Compare two Experiments

This tutorial will guide you through the process of building and comparing distinct binaries of the same benchmark. As an example, we will be using an experiment comparing two builds of the quicksilver benchmark, compiled with the gcc and intel compiler variants on LLNL’s Ruby cluster.

Building Multiple Binaries

Create separate system instances. Parameters could include: compiler, mpi, etc. In this case, we are changing the compiler variant

benchpark system init --dest=ruby-gcc llnl-cluster cluster=ruby compiler=gcc

benchpark system init --dest=ruby-intel llnl-cluster cluster=ruby compiler=intel

Creating experiment ramble.yaml

Create the experiment description Parameters could include: version, scaling, etc.

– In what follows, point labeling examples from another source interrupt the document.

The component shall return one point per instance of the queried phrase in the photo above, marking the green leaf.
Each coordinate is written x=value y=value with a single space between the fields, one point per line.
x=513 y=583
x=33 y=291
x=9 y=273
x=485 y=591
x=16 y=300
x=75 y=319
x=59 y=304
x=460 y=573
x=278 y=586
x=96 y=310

In this example, we are only changing the compiler. Because all experiment variables will be the same, we only need to generate a single experiment description. This command initializes a quicksilver experiment configuration in the quicksilver directory. We are doing weak scaling with openMP, and measuring MPI metrics with Caliper.

benchpark experiment init --dest=quicksilver quicksilver caliper=mpi +weak +openmp ~single_node

Note

Running a benchmark repeatedly will overwrite the existing output. A way to prevent this is to create multiple duplicate experiments, changing the experiment name (--dest=quicksilver, --dest=quicksilver2).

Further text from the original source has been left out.